Trading

Barcap recommends junior versus mezz tranche volatility trade

Tuesday, June 17, 2008

In its latest US Structured Credit Weekly research paper, Barclays Capital says current correlation levels represent one of the best entry points for trades that benefit from correlation volatility while remaining neutral to spreads. The analysts say that while idiosyncratic risk concerns will bring correlation levels lower in the long term, they remain agnostic about its direction in the short term.

Trades can be constructed by selling delta-hedged protection on tranches whose sensitivity to base correlation levels changes with the level of correlation, and then hedging that exposure by buying delta-hedged protection on another tranche whose sensitivity to changes in base correlation is fairly constant. The 0-3% and 3-7% tranches have constant sensitivity to base correlation, while the sensitivity of the 7-10% and 10-15% tranches changes as the correlation level changes. Barcap recommends buying delta-hedged 3-7% and selling 3.9x delta-hedged 7-10% protection to monetise correlation volatility.
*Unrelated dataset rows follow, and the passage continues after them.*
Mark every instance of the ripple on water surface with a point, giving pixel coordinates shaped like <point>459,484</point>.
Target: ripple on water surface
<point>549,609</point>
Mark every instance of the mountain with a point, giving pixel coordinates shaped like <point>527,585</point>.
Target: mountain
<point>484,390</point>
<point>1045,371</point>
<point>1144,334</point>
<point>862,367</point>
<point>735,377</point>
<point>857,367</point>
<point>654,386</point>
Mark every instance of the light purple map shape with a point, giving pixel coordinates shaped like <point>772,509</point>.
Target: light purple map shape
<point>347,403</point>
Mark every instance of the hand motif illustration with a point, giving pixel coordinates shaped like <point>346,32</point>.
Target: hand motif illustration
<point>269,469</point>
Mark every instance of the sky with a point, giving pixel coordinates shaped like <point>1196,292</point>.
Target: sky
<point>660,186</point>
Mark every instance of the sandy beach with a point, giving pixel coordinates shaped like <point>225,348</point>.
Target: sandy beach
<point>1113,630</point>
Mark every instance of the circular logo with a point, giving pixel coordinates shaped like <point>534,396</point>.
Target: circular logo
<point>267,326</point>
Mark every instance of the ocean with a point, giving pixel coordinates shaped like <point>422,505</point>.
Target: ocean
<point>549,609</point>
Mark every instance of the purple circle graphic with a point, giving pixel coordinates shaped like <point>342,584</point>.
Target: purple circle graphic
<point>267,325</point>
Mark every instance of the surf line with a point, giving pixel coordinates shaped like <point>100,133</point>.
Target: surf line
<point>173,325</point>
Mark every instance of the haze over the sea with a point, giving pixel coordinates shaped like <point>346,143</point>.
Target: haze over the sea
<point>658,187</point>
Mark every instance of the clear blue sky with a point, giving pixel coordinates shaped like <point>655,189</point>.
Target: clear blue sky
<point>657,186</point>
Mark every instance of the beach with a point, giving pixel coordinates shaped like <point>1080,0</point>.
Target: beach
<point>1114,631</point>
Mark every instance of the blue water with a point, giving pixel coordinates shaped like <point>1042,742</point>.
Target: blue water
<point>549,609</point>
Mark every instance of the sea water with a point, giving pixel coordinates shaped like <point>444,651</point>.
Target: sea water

The analysts assess mark-to-market performance until the expiry date by looking at the sensitivity of the trade to index spread (delta), implied volatility (vega) and time decay (theta). They say the trade is bearish and would generate positive P&L if spreads are wider than today but lower than 190bp at expiry (maximum P&L at 150bp). However, the net delta of the trade is negative, meaning the trade would have a mark-to-market loss if spreads widen in the short term. The positive theta, which eventually offsets the effect of the delta, would cause the mark-to-market P&L to converge to the payoff at expiry.

The trade is short volatility as well, they say. If implied volatility increases by 10% instantaneously, the trade would lose around 20bp. However, the effect of volatility would be reduced as it approaches the expiry date. As long as spreads stay below 190bp, the trade would eventually generate positive P&L independent of the level of volatility. Although vega and delta of the trade might have adverse effects on it, these would be offset in the next 25-50 days by positive theta, says Barcap.